The neurohormone arginine vasopressin plays a significant role in the regulation of volume homeostasis, which is mediated by V2Rs in the collecting tubules of the kidney. TVP, a highly selective nonpeptide V2R antagonist, has demonstrated an improvement in volume status, osmotic balance, and hemodynamic profile [16]. TVP increases free water excretion and serum sodium levels while maintaining serum potassium levels. It has not been shown to decrease renal function or the glomerular filtration rate and is well tolerated. In HF, arginine vasopressin worsens HF by causing vasoconstriction of arteries and veins, potentially contributing to remodeling of the left ventricle and causing fluid retention and worsening of hyponatremia [17]. Plasma renin activity increases when furosemide or hydrochlorothiazide (HCTZ) is administered alone, but is unchanged after TVP treatment alone. TVP does not significantly affect the natriuretic activity of furosemide or HCTZ. Furosemide and HCTZ do not significantly affect the aquaretic activity of TVP [18].

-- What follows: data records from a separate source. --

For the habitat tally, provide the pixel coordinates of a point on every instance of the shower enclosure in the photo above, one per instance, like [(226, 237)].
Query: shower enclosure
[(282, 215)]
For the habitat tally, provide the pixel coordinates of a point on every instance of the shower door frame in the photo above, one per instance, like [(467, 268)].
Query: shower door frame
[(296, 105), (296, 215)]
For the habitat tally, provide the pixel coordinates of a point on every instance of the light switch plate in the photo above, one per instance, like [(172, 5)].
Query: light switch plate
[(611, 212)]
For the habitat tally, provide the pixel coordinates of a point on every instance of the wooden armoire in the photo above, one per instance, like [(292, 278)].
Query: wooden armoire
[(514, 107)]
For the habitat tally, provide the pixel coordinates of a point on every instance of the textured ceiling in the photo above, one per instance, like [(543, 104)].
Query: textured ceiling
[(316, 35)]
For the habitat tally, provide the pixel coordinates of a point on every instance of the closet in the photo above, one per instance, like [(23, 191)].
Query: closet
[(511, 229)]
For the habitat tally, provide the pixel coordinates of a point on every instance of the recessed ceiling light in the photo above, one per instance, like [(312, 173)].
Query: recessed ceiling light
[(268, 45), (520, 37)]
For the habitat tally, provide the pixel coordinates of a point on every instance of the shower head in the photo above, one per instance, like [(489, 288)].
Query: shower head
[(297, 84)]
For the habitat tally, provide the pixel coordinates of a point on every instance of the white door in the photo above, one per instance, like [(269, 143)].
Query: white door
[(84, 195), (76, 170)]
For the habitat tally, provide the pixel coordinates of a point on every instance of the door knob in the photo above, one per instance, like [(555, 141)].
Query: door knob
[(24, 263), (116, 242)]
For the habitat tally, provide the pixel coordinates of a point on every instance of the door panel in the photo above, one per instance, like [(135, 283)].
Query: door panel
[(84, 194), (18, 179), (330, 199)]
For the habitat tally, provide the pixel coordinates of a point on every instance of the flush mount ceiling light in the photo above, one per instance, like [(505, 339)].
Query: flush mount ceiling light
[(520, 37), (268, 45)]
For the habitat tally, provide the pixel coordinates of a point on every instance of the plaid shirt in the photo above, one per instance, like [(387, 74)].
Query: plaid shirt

On the basis of these data, we used TVP for patients with oliguria on CAPD to not only increase UV but also to reduce dialysis exchange volume.

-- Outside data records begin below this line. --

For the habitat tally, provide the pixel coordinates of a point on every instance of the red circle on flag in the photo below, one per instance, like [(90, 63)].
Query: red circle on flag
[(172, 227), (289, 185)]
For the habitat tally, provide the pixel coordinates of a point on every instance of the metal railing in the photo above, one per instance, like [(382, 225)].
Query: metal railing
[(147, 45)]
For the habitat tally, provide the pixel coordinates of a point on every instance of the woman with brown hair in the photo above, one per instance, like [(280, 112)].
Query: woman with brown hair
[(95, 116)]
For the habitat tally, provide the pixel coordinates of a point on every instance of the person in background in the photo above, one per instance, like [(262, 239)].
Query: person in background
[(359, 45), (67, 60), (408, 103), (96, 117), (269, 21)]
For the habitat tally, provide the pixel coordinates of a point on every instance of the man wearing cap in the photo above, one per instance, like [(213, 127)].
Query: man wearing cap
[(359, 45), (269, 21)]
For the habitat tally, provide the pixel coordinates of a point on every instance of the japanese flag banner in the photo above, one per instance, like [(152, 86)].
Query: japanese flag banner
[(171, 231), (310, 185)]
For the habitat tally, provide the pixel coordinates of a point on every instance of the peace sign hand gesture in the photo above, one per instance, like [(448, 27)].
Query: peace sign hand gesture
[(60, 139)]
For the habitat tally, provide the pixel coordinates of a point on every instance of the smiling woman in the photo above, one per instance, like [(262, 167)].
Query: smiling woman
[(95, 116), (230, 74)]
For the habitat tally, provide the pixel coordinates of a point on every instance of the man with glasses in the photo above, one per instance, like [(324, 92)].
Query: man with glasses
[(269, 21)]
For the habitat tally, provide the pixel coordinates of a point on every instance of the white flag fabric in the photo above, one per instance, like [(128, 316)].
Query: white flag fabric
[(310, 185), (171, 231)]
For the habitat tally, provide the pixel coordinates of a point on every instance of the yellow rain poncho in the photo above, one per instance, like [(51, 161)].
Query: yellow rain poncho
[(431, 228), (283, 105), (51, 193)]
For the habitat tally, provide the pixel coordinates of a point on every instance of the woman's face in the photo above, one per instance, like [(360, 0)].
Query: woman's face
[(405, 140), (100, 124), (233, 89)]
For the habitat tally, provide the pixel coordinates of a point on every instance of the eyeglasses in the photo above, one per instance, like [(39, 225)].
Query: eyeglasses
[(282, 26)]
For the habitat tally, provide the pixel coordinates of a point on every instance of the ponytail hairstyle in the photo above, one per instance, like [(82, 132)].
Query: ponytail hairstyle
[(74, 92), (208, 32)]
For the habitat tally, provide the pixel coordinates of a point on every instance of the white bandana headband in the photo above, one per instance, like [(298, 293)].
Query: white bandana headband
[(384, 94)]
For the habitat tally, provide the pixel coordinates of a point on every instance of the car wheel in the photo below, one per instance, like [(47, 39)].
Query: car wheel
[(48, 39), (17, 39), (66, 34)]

As shown in Fig. 2, the average UV increased from 428 ± 178 to 906 ± 285 mL (p = 0.018 by paired t test) and average weekly PD volume decreased from 28,836 ± 5,699 to 23,872 ± 3,569 mL (p = 0.04 by paired t test) after TVP treatment without concomitant change in dialysate K t/V. In terms of PD menu, we did not change the combination of dialysates through this study even though total PD volume was decreased.

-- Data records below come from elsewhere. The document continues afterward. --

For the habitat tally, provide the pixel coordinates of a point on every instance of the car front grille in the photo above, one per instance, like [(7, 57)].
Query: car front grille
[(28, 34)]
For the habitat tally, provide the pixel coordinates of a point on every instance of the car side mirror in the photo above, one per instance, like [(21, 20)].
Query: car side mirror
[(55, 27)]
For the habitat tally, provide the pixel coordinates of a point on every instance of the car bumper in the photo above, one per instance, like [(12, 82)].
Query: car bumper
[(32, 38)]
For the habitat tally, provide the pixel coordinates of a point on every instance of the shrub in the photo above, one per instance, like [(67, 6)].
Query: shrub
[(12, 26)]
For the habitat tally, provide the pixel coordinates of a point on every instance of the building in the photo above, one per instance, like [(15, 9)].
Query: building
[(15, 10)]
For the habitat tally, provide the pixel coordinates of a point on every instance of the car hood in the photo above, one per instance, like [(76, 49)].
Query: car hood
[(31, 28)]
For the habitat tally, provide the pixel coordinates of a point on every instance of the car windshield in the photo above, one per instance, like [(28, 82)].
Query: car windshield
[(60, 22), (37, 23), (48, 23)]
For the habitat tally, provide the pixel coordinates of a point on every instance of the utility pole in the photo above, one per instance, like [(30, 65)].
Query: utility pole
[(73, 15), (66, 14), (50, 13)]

These results indicated that TVP was effective for fluid removal and inhibited dialysis exchange volume.

Many patients undergoing CAPD receive antihypertensive agents, including calcium antagonists. As compared with other drugs, azelnidipine increases drain volume by 13 % [19]. Atrial natriuretic peptide may decrease peritoneal fluid absorption, resulting in a significant increase in peritoneal fluid removal and small solute clearances [20]. In our trial, TVP also increased average UF significantly (Fig. 2). On the other hand, we measured uNa, uK, and PD-Na to evaluate if these parameters could help in understanding the mechanism. However, we do not insist on anything in terms of mechanism with these parameters because there was no difference between before and after TVP treatment (Fig. 3).

Arginine vasopressin exerted a local anti-inflammatory effect on the lung through the V2R in a sepsis model [21]. V2R is expressed only in principal cells of the renal collecting duct system, but not on the vascular endothelium or in vascular smooth muscle [22].

TVP treatment can be effective or ineffective, but it is important to determine its effectiveness in advance. We therefore propose measurement of the us OSM ratio before starting TVP treatment. This ratio, calculated as shown above, reflects the concept that patients in whom TVP treatment is effective should have higher urine OSM than serum OSM, despite congestion with high vasopressin levels. A decrease of >26 % in urine OSM from a baseline of >352 mOsm/L for the first 4–6 h predicts responders to TVP [23]. Differences between urine and serum OSM need to be compensated with serum OSM to exclude confounding of the metrics by dehydration. As shown in Fig. 4, there is correlation between UV and us OSM ratio. Based on a mean UV of 428 mL (Table 1), we determined >400 mL of UV as an effective case. Figure 5 shows that TVP-responsive patients had high us OSM ratios compared with nonresponders, and the ratio decreased after TVP treatment, indicating that free water clearance should be increased with TVP. This also means the ratio is useful for determination of efficiency in advance. We re-evaluated each patient to try to identify other factors affecting response to TVP therapy; however, we could not find any factors other than us OSM ratio for predicting response to TVP in advance.

Our results indicate that TVP is useful for patients with oliguria and high urine OSM undergoing CAPD. Furthermore, we can reduce PD volume to maintain their nutritional status.